TEMPO.CO, Makassar - Volume ekspor kopi arabika dalam bentuk kopi beras dari Sulawesi Selatan pada 2012, hingga November, mencapai 4.300 ton dengan nilai US$ 27 ribu. Jumlah ini naik tajam dibanding volume ekspor pada periode yang sama pada 2011, yakni 1.200 ton.
“Penghitungan yang kami lakukan baru sampai pada November 2012,” kata Wakil Ketua Asosiasi Eksportir Kopi Indonesia (AEKI) Makassar Franky Djamal, Rabu, 16 Januari 2013.
Menurut Franky, sebenarnya eksportir menargetkan angka pengiriman kopi hingga 5.000 ton pada 2012. Namun ia pesimistis target tersebut bisa tercapai meski dikalkulasikan dengan volume yang dicapai hingga Desember.

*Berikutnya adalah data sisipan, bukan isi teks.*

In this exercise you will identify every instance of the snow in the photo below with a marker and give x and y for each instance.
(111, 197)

Rendahnya volume dan nilai ekspor kopi pada 2011, Franky menambahkan, disebabkan oleh cuaca yang tak menentu. Cuaca ekstrem pada awal 2011 membuat banyak tanaman kopi tak berproduksi. Namun hal itu bisa ditutupi oleh produksi yang mulai meningkat sejak memasuki 2012.

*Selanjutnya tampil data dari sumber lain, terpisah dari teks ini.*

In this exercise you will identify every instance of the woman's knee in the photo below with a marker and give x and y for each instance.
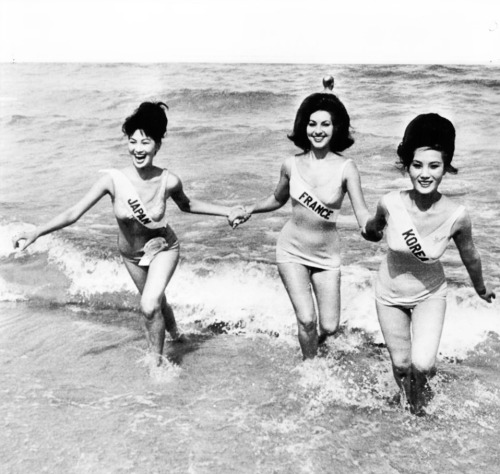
(307, 324)
(424, 365)
(150, 307)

Pada 2013, menurut Franky, para eksportir kopi menargetkan peningkatan volume ekspor kopi 25-30 persen dari target tahun sebelumnya, yakni 5.000 ton. Namun, melihat cuaca ekstrem yang masih terjadi pada awal 2013, ia mengatakan eksportir pesimistis target yang ditetapkan bisa tercapai.
Kepala Bidang Pasca-Panen Dinas Perkebunan Sulawesi Selatan Arifin Soemedi menjelaskan, setiap pergantian tahun biasanya disertai dengan hujan deras dan angin kencang yang sangat berpengaruh terhadap tanaman kopi. Awal tahun ini, menurut dia, cuaca lebih ekstrem dibanding sebelumnya. Padahal tanaman kopi sedang berbunga. “Cuaca ekstrem bisa membuat bunganya berjatuhan,” ujarnya.

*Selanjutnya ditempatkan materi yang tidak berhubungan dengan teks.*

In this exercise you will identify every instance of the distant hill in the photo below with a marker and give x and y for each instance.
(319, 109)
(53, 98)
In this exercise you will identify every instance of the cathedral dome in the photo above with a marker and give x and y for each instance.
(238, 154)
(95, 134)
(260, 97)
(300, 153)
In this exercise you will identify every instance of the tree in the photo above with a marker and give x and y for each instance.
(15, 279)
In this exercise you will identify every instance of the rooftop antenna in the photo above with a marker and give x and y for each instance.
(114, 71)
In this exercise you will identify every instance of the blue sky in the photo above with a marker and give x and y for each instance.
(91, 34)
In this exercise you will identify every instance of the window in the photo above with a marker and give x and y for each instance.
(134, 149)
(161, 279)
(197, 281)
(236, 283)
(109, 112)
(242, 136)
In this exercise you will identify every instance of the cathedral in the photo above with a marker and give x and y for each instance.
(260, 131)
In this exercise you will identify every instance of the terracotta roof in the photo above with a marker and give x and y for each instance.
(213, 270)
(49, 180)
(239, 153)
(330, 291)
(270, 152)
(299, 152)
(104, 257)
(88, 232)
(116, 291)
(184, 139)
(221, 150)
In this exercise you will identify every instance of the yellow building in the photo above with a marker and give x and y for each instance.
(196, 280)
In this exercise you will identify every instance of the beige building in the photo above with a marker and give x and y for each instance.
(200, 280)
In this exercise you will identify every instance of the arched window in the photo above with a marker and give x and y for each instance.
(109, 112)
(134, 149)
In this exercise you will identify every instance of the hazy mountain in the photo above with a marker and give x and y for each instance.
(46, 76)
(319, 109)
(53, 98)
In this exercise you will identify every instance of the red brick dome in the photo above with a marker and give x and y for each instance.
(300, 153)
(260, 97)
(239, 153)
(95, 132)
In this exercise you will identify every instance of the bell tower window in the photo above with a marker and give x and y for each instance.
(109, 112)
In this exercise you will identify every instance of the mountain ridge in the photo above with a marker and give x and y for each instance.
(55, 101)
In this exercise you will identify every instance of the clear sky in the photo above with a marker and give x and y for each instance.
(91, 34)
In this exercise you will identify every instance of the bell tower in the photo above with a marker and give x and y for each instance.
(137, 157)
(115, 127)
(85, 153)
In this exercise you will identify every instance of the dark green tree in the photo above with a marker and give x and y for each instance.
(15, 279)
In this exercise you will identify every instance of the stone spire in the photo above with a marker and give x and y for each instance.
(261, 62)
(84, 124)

Beruntung, Arifin melanjutkan, wilayah penghasil kopi di Sulawesi Selatan memiliki cuaca berbeda. Daerah penghasil kopi, seperti Enrekang dan Tana Toraja, baru akan hujan pada Maret-April mendatang. Sedangkan wilayah lainnya di Sulawesi Selatan mulai mengalami musim hujan sejak akhir 2012.